At a basic level, we are building a heavyweight cache.
- We are pulling data via HTTP requests from external services
- We are storing that data in a database
- We are retrieving from the database and aggregating the data for our consumers
Each of those steps can be parallelized, but using the same Dispatcher for all of them has proven to be problematic. Typically we will have a few hundred simultaneous requests for external data.
One way to structure this is to run the “get and save” in parallel:
coroutineScope {
val data = getDataFromService(parameters)
repository.saveData(data)
}
Another way is to parallelize all of the gets, then save the collected results in a batched database call:
coroutineScope {
data = allRequestParameters.map( async{ getDataFromService(it) } ).awaitAll().flatten()
repository.saveData(data)
}
In general, the second is the more performant of the two because of the batched database requests.
However, we’ve run into some problems with a shared Dispatcher, because our repository save has a few async tasks.
suspend fun saveData(data) {
coroutineScope {
val saveDataTask = async { writeToDatabase(data) }
val saveMetadataTask = async { writeMetadataToDatabase(data) }
listOf(saveDataTask, saveMetadataTask).awaitAll()
}
}
This will end up stalling the database writes for awhile, until we’ve gotten nearly all of the external service data back. And using that same dispatcher means our consumers have to wait for all of these to complete before any endpoint can return data.

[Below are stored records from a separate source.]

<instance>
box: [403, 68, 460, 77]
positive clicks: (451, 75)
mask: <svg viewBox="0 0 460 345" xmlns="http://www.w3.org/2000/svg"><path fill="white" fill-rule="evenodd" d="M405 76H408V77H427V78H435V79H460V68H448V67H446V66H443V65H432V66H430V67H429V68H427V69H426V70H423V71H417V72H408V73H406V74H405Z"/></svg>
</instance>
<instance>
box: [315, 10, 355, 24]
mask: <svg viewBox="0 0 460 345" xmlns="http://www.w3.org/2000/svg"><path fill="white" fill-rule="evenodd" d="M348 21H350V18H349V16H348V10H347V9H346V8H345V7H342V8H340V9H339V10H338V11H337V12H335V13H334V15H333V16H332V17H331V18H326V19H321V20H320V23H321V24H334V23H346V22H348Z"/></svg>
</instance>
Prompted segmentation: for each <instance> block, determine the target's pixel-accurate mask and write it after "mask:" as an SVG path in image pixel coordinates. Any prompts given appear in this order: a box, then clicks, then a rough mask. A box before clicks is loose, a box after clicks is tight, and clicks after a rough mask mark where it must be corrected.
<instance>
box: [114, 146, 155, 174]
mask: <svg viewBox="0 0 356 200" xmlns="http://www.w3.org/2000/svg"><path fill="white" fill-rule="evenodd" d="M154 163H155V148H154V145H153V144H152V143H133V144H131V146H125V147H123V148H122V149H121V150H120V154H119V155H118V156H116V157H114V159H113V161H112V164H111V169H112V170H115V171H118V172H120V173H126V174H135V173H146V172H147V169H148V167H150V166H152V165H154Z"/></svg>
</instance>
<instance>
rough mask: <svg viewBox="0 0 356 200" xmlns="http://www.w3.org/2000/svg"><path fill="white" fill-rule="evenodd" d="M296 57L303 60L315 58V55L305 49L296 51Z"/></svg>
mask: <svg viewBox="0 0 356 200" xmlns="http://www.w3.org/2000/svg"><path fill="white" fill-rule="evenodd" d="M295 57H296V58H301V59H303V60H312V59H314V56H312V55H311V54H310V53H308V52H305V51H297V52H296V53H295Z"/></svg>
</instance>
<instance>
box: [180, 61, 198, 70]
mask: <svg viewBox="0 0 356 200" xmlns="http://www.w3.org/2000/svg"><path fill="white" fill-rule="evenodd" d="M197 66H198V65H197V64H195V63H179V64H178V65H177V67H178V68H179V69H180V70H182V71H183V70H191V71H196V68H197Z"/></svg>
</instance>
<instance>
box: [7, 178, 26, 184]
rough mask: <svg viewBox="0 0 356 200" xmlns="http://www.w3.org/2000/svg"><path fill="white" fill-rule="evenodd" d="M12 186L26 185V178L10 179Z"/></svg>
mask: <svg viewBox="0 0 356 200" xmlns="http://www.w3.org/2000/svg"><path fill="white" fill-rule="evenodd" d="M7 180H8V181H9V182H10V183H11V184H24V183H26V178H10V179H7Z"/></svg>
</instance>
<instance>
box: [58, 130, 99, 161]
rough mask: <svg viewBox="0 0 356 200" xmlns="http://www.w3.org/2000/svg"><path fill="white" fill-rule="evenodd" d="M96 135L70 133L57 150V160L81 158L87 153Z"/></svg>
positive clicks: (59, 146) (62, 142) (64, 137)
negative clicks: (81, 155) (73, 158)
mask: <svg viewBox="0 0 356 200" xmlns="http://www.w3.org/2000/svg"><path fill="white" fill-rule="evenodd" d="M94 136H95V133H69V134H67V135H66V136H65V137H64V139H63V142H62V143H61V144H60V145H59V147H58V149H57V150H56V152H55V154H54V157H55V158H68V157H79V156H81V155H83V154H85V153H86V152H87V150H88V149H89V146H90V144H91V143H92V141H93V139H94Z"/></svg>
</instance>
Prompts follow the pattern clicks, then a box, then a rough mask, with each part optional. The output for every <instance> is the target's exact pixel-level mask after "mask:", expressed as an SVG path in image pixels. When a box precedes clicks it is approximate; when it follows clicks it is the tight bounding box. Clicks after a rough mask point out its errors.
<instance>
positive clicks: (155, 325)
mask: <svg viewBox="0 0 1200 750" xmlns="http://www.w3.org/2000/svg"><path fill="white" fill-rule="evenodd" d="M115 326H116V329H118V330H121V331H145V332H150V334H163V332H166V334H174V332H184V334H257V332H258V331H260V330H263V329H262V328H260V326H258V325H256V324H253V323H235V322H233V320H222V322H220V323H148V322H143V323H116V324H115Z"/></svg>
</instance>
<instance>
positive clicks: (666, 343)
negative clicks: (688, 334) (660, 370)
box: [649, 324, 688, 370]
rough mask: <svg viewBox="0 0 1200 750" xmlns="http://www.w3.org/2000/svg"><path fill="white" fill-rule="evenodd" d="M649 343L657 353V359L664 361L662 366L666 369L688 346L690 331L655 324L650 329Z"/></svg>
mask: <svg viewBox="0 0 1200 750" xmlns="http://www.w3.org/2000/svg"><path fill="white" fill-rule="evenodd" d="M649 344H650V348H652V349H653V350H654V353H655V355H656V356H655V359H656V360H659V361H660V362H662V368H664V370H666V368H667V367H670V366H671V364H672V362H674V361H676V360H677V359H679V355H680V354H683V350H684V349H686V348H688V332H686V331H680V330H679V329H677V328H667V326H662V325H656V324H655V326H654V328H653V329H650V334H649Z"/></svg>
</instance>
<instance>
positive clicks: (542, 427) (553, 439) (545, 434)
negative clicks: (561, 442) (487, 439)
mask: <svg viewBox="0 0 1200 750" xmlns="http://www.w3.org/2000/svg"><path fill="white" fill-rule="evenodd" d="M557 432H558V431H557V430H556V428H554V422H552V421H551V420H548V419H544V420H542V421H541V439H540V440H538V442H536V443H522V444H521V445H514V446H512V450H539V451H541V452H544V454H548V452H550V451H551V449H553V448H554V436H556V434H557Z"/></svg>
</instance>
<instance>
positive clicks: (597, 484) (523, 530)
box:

Because of this, does it make sense to have a different dispatcher for the database tasks than the http client tasks?
Likewise, I’m familiar with the “reader threadpool, writer threadpool” model for the database operations. Does it make sense to have a “reader dispatcher” and a “writer dispatcher”?
Just trying to make sense of the right models to use in Kotlin.
Right now it seems to make sense to use dedicated dispatchers for each of these types:
- a dispatcher for external service API calls (possibly a different dispatcher per service)
- a database reader dispatcher
- a database writer dispatcher
Please let me know if I’m thinking about this completely wrong.